I am attracted by the malleable qualities of fiction, and the literature works I cite may form part of the viewer’s collective consciousness. Even if the viewer has not previously read these books, a familiarity exists due to the continuous cultural, educational and historical references that are drawn from these classic fictional works. Some of the literature that I have referenced include works by Iain Banks, Truman Capote, Charles Dickens, J.D. Salinger, Theodor Seuss Geisel and William Shakespeare.
By referencing classic works of fiction, I aim to go beyond the narratives, exploring hidden histories, contexts and personal engagements with the texts. The intersection between the performing arts and the visual arts has been a huge influence on my artistic practice. I continue to use elements and motifs from the ‘black box’ positioning them within the ‘white cube’, or gallery context.

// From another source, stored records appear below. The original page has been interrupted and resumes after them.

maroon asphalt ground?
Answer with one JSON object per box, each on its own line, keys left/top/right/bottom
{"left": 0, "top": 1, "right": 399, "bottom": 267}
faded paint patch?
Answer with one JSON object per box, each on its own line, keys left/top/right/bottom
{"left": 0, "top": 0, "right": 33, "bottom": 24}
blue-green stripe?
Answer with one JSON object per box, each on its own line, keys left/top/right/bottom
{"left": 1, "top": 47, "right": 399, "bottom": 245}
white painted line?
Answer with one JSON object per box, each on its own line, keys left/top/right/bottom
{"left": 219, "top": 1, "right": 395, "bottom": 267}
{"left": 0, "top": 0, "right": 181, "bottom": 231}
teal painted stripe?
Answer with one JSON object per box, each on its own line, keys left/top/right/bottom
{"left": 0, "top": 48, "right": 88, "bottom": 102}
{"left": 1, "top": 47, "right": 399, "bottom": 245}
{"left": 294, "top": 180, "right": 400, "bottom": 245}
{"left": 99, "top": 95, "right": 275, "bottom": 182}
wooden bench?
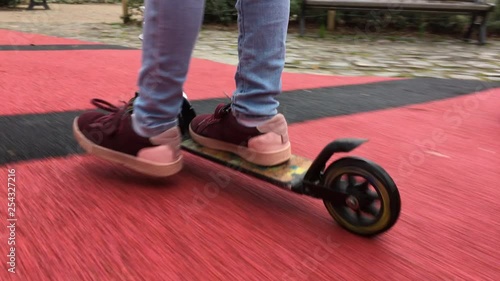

In evaluating my work I can identify that identity construction is a reoccurring theme. By liberally appropriating works of fiction, personal histories and experiences, I can avoid creating strictly agenda driven or didactic ‘documentaries’, but instead create scenarios in which the viewer can identify. Recently my practice has been informed by Jacques Lacan’s theories, in particular “The Mirror Stage as Formative of the I” (1936).
By inhabiting and interpolating myself into various roles, and by collaborating with professionals including actors, directors, writers, dancers, and theorists, I begin new learning processes. I have become hugely interested in how actors connect with a character and aim to reject cliché imitations of reality and to search for something more real in himself.